1. Introduction

Ancient DNA research provides direct evidence to reconstruct the prehistoric biogeography and biodiversity, which can further help to explain long-standing questions in evolution, phylogeny, taxonomy, and adaptations (1-5). Ancient DNA research has developed rapidly over the past thirty years due to the improvement in PCR and next-generation sequencing (NGS) technologies. The first successful attempt to extract ancient DNA was made by Higuchi et al (1984), where muscle DNA ofEquus quagga was extracted and DNA fragments of 228 bp were amplified (6, 7). With the advancement in biomolecular techniques, it is now possible to extract and amplify ancient DNA fragments from different ancient species and biological samples, including bones, teeth, soft tissue, fur, and fossilized excrements (7, 8). Studies on ancient DNA were previously restricted to mitochondrial DNA and extremely short nuclear DNA fragments (7, 9). However, the advent of NGS technology has enabled ancient DNA studies at the whole-genome level. Consequently, the number of ancient DNA studies has increased exponentially in the last decade(10). The first whole genome of the woolly mammoth was sequenced in 2008(11). Three Neanderthals’ genomes were also sequenced in 2010, which revealed an extensive gene flow to modern humans (12). In 2012, the first high coverage genome (~30X) of Denisovans was published(13). In 2015, Allentoft et al. (2015) sequenced 101 ancient humans at the whole genome level (14). At present, more than 1100 ancient human and hominine genomes (15) and more than 300 ancient animal genomes (2, 16, 17) have been sequenced and published.
Although great breakthroughs have been made in ancient DNA extraction, library preparation and bioinformatics, there still remain some challenges (18-21). Effective mapping and distinguishing of the present-day DNA contaminations from the endogenous ancient DNA is still complicated and difficult to perform, and needs to be improved for ancient DNA analysis. It is particularly difficult to filter the present-day human DNA contamination from ancient human or hominine DNA (22, 23). Ancient DNA is often degraded into very small fragments due to physical, chemical or biological factors during the long-term preservation in unfavorable conditions.
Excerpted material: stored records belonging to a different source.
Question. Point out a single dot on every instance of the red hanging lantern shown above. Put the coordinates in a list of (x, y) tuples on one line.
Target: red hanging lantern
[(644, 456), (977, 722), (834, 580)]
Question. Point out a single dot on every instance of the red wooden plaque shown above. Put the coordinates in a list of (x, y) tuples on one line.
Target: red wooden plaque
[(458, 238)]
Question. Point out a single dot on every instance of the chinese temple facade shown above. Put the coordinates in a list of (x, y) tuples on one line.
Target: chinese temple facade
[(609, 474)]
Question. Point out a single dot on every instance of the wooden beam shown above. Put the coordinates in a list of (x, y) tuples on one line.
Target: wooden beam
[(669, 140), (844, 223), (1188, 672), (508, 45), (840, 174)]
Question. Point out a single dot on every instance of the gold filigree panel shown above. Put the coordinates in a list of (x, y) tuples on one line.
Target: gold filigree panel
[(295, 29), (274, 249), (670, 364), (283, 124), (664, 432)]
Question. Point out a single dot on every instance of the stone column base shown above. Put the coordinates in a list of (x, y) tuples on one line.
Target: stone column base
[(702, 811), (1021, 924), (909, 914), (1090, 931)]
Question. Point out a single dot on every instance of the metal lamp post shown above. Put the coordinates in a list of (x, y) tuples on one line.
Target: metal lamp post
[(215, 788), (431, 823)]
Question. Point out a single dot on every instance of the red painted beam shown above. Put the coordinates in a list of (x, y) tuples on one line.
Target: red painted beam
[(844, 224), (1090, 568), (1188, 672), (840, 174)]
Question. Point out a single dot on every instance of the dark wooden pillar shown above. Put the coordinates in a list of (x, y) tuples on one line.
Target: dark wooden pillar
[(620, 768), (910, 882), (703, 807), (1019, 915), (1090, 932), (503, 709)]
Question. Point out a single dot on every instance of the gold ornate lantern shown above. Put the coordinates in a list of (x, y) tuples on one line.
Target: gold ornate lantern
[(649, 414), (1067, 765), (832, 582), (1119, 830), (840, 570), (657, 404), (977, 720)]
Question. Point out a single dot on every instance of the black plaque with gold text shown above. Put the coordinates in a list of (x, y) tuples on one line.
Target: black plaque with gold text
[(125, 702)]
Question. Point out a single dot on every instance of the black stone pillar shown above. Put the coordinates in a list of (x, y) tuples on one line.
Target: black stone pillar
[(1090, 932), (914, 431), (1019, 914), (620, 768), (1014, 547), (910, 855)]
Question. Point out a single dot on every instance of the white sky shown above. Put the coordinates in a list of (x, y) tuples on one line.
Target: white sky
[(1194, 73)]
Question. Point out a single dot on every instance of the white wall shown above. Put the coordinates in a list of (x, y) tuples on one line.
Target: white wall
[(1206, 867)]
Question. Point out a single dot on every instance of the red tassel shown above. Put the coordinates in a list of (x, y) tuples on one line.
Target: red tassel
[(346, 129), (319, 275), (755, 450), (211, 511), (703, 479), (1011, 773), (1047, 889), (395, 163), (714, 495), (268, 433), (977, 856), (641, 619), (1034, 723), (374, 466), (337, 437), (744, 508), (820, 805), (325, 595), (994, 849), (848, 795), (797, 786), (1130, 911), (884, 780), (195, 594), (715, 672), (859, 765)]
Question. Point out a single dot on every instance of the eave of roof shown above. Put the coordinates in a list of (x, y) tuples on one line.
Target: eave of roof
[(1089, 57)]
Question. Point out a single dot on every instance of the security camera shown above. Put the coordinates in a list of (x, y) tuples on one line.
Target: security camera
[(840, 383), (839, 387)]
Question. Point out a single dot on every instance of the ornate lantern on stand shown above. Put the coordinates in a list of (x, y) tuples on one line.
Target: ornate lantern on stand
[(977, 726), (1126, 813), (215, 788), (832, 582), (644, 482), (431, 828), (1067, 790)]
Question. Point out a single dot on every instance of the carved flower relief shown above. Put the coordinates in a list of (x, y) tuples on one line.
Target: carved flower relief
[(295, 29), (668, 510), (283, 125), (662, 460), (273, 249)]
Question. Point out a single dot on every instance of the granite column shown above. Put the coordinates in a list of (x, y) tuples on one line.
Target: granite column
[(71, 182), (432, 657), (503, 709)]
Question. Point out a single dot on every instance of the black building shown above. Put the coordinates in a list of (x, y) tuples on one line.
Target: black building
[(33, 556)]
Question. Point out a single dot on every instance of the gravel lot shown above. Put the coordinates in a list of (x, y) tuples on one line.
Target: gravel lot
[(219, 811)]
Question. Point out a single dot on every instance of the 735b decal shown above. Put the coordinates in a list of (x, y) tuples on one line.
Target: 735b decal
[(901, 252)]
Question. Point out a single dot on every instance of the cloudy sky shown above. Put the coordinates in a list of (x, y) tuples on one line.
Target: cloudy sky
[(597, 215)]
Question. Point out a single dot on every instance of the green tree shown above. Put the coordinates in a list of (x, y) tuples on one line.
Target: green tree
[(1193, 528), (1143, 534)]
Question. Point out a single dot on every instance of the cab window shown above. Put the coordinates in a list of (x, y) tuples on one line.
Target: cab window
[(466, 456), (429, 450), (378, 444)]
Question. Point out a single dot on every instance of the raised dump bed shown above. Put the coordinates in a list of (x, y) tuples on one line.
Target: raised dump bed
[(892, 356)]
These effects always leave valuable marks on ancient DNA to help us distinguish it from modern DNA, including the C-to-T changes at the ends of ancient DNA fragments induced by deamination, high proportion of purine bases at the first physical position preceding the ancient DNA fragments, and the severely fragmented nature (4, 21). These unique characteristics of ancient DNA can be used to identify the true ancient DNA.
Bioinformatics methods have been developed for mapping and extracting endogenous ancient DNA from total ancient DNA (18, 21). In the mapping procedure for ancient DNA, the software BWA with the parameters set “aln -l 1024 -n 0.03 ” is usually applied to map ancient sequencing data against the reference genome(18). However, this process is time-consuming. A newly developed method like BWA mem with theseed-reseed-extend algorithm, provides new insights for mapping of ancient DNA(24). Meanwhile, Skoglund et al (21) developed PMDtools to separate genuine endogenous DNA from homologous contaminations. This method is effective in filtering modern human contaminated DNA from the ancient human DNA. However, it is difficult for the PMDtools to set an appropriate threshold value of PMDS, when the contamination rate cannot be accurately evaluated. Besides, the power of PMDtools is further weakened for extremely young or old ancient samples.
In this study, we collected whole genome sequencing data generated by Illumina Hiseq platform from 6 samples (representing three species) to optimize the ancient DNA mapping, which is critical to improving the mapping rate of endogenous ancient DNA. Since optimization of ancient DNA mapping may not only require filtering of present-day contaminations from endogenous ancient DNA, we further explored a more universal and effective filtration pipeline to filter present-day contaminations based on the ancient DNA cytosine deamination, depurination and fragmentation using the simulated data. The final recommendations presented in this study enabled reduction of modern human DNA contamination to an extremely low level while maintaining a high rate of endogenous DNA. The mapping guidelines coupled with screening recommendations to control for modern DNA contamination could support future studies on ancient DNA.